The spot rate to the West Coast rose to $1,615 per FEU, up from $1,240 last week, and the first week-over-week increase since late July. The East Coast rate increased to $2,691 per FEU from $2,436 last week, according to the Shanghai Containerized Freight Index (SCFI) published in the JOC Shipping & Logistics Pricing Hub

Previous GRIs this summer in the eastbound Pacific deteriorated in subsequent weeks, which indicates that growth in US imports from Asia has been modest, at best. That is why NVOs, who represent a wide variety of BCOs, believe the main driver of this week’s double-digit increase in spot rates was due primarily to BCOs attempting to get ahead of Trump administration tariffs announced for Sept. 1, even though some of the tariffs were delayed until Dec. 15.  “The whole market this year is moved more by tariffs than anything else,” Bennett said.

To be sustained, the spot rate increases must result from surging imports of holiday season merchandise in September and October, but, Bennett said, “It’s just not there.”

Spot rates down double digits from last year

Industry consultant and NVO Jon Monroe said a number of customers moved shipments forward due to the tariffs, but growth this year is nowhere near what it was last year when imports began to increase in July and remained strong through the end of the year. With no space shortages in Asia all season, GRIs that have been announced effective the first of each month “have almost become a bit of a joke,” Monroe said.

The spot rates this week are down considerably from the same weeks last year — 29.7 percent lower to the West Coast and 22.8 percent lower to the East Coast, according to the SCFI.  

US containerized imports from Asia in the first half of 2019 were up only 1.4 percent compared with the same period last year, and imports from China were down 5 percent, according to PIERS, a JOC.com sister company within IHS Markit.

Merchandise imports are projected to decline 0.6 percent in August, 1.1 percent in September, and 6.2 percent in October from the same months last year, according to Global Port Tracker, which is published by the National Retail Federation and Hackett Associates.
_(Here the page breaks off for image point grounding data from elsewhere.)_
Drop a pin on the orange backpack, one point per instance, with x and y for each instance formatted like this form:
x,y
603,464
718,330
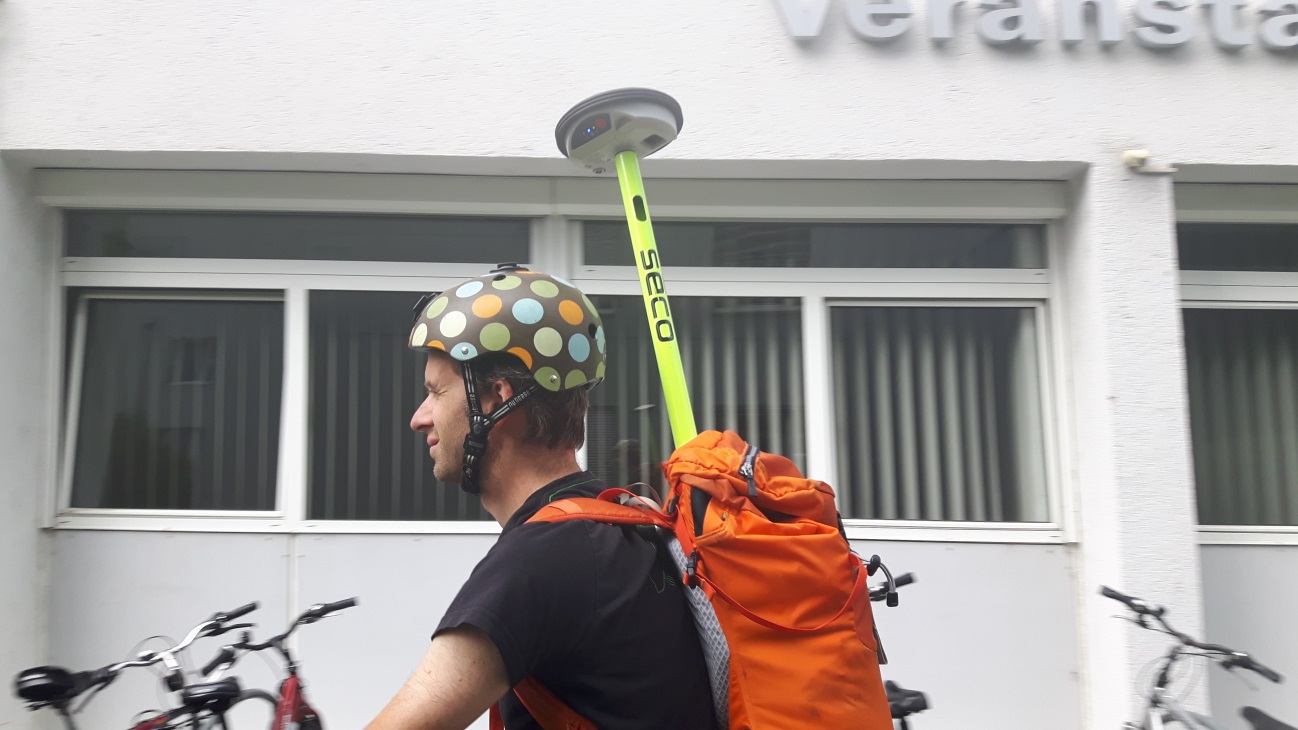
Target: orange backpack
x,y
778,595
Imports are projected to increase 1.8 percent in November and then drop 7.9 percent in December, Global Port Tracker said.

Carriers have already signaled their concern over peak season import growth by announcing the blanking of eight sailings to the West Coast in October and two to the East Coast, according to Sea-Intelligence Maritime Consulting. The voided sailings are scheduled for Golden Week (Oct. 2-7) in China, or in the following weeks when import volumes will drop. Based on previous years’ experience, additional blanked sailings could be announced, said Alan Murphy, CEO and co-founder of Sea-Intelligence.

With retailers’ inventory levels in the United States already quite high, it does not appear that a late peak-season surge in imports will occur as normally happens in October. Nevertheless, imports usually peak in October so merchandise will be on store shelves for Black Friday sales after Thanksgiving. Therefore, SEKO continues to advise its customers to book early to ensure they will secure space during the busiest month of the year, Krause said.